Title: The Good Earth
Author: Pearl S Buck
The Good Earth by Pearl S Buck, first published in 1931, was on the best seller list for two years and won the Pulitzer Prize in 1932. It was regarded as a novel that created a bridge between China and the rest of the world.
Set in the early twentieth century, in an age of political unrest, we travel with the protagonist, Wang Lung, and his wife, O-Lan, through times of prosperity, famine and turmoil. Eventually, they become wealthy landlords themselves. Wang Lung even acquires a concubine. We see how despite remaining untouched by the political movements intellectually, the couple does profit from it. Wang Lung grows prosperous by robbing a rich man off his wealth. The rich man empties his pockets to the peasant in exchange of his life. Wang Lung and O-lan enter the home with the peasant hordes attacking the the rich man, instigated by followers of communists. O-Lan makes off with the jewels. The irony of the situation is that they do not know why they are robbing the man and they use the stolen wealth to recreate the lifestyle of the rich man themselves, back in their own home in the north.
Wang Lung, who started as a poor farmer with good values, is driven by poverty to pocket another man’s wealth for his own. In his world, people are revered for wealth and not for the process of acquisition. When Wang Lung’s son steals meat from a butcher, his mother cooks it. Wang Lung’s protests are feeble and ineffective for at the end he himself steals from a rich man to become wealthy. A rich man is seen as akin to God, untouchable and supreme.
It is a very life-like depiction of China, where even now, the common people are cut off from politics and events happening around the world. They only have access to what the Chineses media projects. The Chinese media continues to be the positive voice of the government. Even now, as through history, people revere wealth and beauty to a very large extent. In Xian, you have the fabulous Huaqing Palace which was created by the Tang Emperor Xuanzong for his beloved Yang Guifei, initially his daughter-in-law and then his favourite concubine and consort. Not only did he marry his son’s wife but they had an excellent life together as he would write verses for her and she would dance to them, according to tourist guides who love to relate this story to visitors like us.

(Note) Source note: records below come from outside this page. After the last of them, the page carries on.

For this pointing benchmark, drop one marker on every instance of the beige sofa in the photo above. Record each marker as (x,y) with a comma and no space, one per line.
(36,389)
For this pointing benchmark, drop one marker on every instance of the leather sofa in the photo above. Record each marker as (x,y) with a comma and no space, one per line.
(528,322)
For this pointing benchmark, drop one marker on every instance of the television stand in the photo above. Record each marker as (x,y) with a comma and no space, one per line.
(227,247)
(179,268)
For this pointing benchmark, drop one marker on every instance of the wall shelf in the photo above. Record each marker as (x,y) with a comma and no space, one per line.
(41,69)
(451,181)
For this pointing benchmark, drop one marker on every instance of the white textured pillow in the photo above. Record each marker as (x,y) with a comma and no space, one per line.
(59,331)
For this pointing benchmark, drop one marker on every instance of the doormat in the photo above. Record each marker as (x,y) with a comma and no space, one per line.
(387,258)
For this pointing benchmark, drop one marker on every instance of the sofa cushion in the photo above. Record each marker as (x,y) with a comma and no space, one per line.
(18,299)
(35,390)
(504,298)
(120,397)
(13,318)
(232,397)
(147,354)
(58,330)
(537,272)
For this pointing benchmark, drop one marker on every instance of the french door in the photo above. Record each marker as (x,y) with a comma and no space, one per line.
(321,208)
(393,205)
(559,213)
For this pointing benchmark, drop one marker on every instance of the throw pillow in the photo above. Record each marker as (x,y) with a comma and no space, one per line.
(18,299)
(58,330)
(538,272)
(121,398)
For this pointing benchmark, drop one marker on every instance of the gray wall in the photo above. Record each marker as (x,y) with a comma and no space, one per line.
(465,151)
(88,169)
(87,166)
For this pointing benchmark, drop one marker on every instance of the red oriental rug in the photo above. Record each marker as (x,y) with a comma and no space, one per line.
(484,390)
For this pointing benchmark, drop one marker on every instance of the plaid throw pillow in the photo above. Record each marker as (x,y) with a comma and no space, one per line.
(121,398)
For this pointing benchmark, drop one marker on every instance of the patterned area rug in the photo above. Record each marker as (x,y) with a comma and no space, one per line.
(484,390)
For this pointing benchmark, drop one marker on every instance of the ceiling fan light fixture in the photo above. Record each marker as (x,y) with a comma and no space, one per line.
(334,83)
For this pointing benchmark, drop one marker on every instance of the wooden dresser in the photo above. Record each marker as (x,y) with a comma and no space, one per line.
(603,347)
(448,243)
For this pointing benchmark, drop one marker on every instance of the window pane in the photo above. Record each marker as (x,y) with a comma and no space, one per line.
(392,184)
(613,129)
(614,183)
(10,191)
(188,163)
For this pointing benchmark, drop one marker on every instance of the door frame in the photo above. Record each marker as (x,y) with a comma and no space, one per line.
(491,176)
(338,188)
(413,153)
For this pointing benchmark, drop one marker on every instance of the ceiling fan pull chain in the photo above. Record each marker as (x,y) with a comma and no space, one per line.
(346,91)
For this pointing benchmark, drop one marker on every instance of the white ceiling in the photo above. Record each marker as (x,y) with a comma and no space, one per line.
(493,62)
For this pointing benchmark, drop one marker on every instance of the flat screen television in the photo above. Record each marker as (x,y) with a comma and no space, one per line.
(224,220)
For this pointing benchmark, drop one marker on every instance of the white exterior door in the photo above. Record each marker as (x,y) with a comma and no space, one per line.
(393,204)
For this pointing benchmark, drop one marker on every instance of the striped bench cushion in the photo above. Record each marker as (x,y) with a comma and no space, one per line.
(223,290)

Pearl S Buck grew up in China amidst these values and depicted them to the rest of the world with consummate skill. The story of Wang Lung and his wife are no less realistic than the other stories she has written.
There are things that are in common with Wang Lung and his dad and Scarlett O’Hara and her dad (Gone With the Wind by Margaret Mitchell) …the love of their land, the strength, determination and courage to succeed and make it in this world… All four of them have these values. Both Scarlett and Wang Lung compromise the values they grew up with to fulfil their dreams and ambitions.
Pearl S Buck is not just a lucid writer but she delves into the psyche of the characters she creates. She brings out the drama of the situations really well. I would put The Good Earth as a must read.